C'est également là que nous rencontrons enfin le personnage titulaire : la fameuse Chihuahua Pearl, première incursion féminine depuis Miss Marsh dans le tome 6 (pardon à cette brave Guffie, mais ça ne compte pas). La nouvelle venue n'a toutefois rien de commun avec la prude institutrice de L'Homme à l'Étoile d'Argent ; grande, blonde, élégante, la choucroute voluptueuse emblématique de la période, le cigare entre ses lèvres sensuelles, un pistolet Derringer dans une main et un verre de whisky dans l'autre, c'est de très loin le personnage le plus sexy de tout l'univers de Charlier – il faudra attendre les années 80 pour que Lady X lui arrive à la cheville. Plus encore que son design, ce sont sa personnalité, son verbe haut et son intelligence qui en font très rapidement la Blueberry-girl ultime.
En effet, ayant eu vent de l'existence de l'or après avoir couché avec le colonel Trevor, officier sudiste chargé de sa protection et seule personne au monde à connaitre son emplacement, Pearl a eu l'idée de jouer sur sa citoyenneté pour qu'on l'aide à délivrer Trevor, à présent enfermé par un autre prétendant, le vaniteux gouverneur Lopez. C'est là qu'intervient Blueberry, qui ignore malheureusement que Boudini (probablement mon nom préféré de toute la série) escamoteur italien associé à Pearl, l'a trahi au profit de Lopez…
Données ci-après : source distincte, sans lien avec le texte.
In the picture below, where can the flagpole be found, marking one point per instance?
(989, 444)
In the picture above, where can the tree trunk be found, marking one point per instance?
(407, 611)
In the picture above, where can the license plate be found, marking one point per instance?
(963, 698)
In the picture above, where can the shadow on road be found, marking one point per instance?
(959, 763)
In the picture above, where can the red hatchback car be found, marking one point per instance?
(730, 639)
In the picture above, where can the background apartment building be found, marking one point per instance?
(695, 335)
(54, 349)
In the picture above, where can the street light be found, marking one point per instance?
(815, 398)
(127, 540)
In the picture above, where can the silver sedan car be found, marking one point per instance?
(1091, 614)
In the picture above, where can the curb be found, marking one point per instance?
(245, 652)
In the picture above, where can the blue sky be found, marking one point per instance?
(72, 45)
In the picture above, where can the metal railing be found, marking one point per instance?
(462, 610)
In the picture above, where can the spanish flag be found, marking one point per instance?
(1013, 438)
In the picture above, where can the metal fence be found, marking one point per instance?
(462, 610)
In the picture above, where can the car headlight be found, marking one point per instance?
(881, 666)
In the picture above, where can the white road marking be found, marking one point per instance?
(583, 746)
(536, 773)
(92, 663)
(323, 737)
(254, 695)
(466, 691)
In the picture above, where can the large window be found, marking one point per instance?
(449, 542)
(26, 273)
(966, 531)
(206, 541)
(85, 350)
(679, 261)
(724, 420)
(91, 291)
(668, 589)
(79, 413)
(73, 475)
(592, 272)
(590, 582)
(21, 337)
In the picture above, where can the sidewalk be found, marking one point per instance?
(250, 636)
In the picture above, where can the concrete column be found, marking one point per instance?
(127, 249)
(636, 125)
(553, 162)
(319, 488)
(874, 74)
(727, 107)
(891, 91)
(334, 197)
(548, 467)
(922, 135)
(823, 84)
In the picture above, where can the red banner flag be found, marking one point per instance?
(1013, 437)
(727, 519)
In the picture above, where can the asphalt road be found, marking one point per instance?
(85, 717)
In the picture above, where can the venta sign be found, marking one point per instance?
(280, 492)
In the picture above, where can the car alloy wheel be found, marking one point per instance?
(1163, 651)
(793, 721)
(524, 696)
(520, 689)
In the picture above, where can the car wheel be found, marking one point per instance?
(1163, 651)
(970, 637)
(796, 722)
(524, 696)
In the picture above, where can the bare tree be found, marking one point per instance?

Pfiou, après le huis-clos entre les cinq personnages de l'album précédent, Chihuahua Pearl est autrement plus fourni et complexe, totalement dans la veine charlièrine. L'intrigue est certes à nouveau basée sur une chasse au trésor, mais le nombre de joueurs et l'arrière-plan historique nous privent de l'aspect viscéral et de la démence du cycle de l'Allemand perdu.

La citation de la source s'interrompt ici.